Decades after their countercultural beginnings, alternative weeklies are assailed by many of the same complaints lodged at mainstream daily newspapers: Too stodgy, too establishment, too predictably liberal, too profit-driven. But as this book shows, alt-weeklies still publish many stories the nation's corporate dailies ignore or gloss over, without condescending to readers.
The 22 stories in this collection exemplify what's best about alternative papers: An adventurous nature that isn't afraid of offending and/or entertaining readers. Certainly you might be able to find more provocative stories among the nation's alt-weeklies. You might even find better-written ones as well. But these stories go beyond the "who-what-when-where" to explore "why?" with entertaining and provoking results.

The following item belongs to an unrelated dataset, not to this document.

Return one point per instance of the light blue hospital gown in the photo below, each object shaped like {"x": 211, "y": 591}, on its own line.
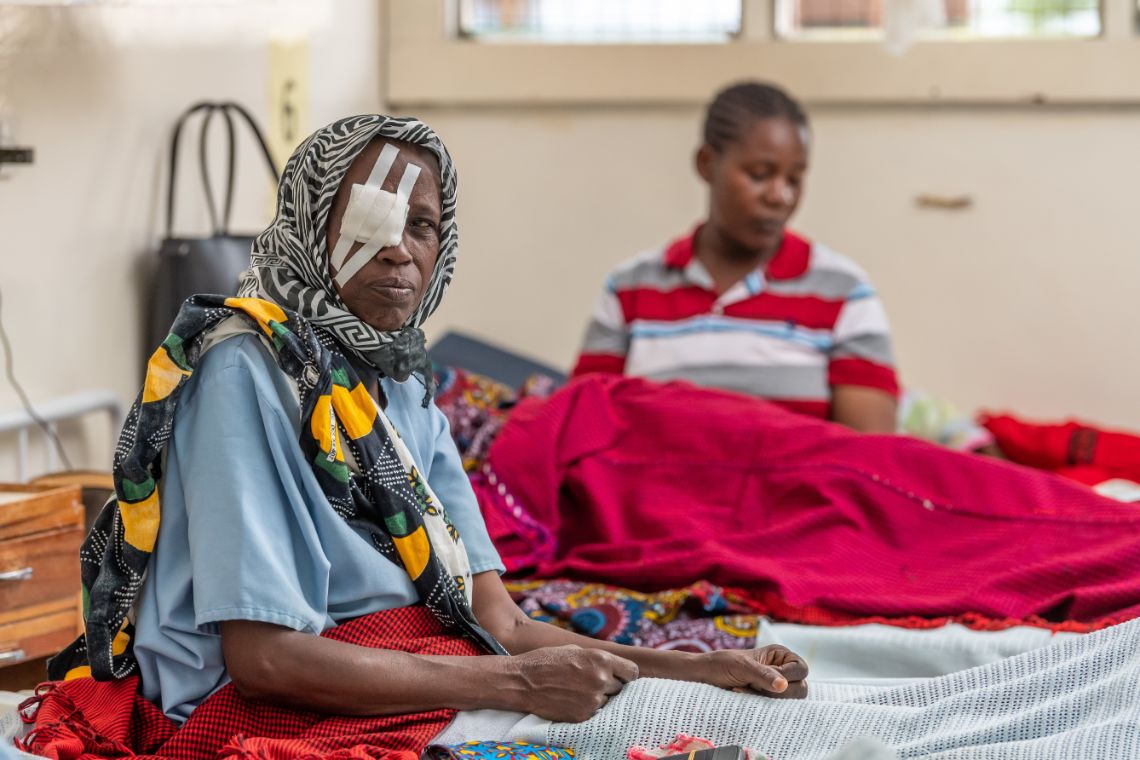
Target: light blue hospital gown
{"x": 247, "y": 534}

In "Evil Eyes" from the Houston Press, Glenna Whitley examines the career of a rarity in the criminal world -- a black serial killer -- and why he'll most certainly kill again upon his imminent release from prison. A story from Creative Loafing-Atlanta's Mara Shalhoup asks, just "what's so weird about UFOs, cloning and immortality?" Writer John Dougherty in the Phoenix New Times describes the horrifying world of young girls and teenage boys born into an Arizona colony of fundamentalists Mormons. The publication of "Stalking the Bogeyman" in Denver, Colo.-based Westword resulted in police attention directed not at the story's subject but at writer David Holthouse. Holthouse documented the rage from being molested as a child and recounted for Denver readers his plot to kill his abuser. Not a story among this collection was developed from the stale focus-group journalism that too often shapes what's found in the pages of corporate dailies. At worst, some stories run too long, and some selections seem predictable, such as a story that documents a writer trying to pass himself off as a woman. But for readers searching for offbeat stories about the oddballs of society -- ultimate fighters, prison executioners, upscale call girls, teenaged rapists or happily impotent men -- this collection offers examples of well-done storytelling.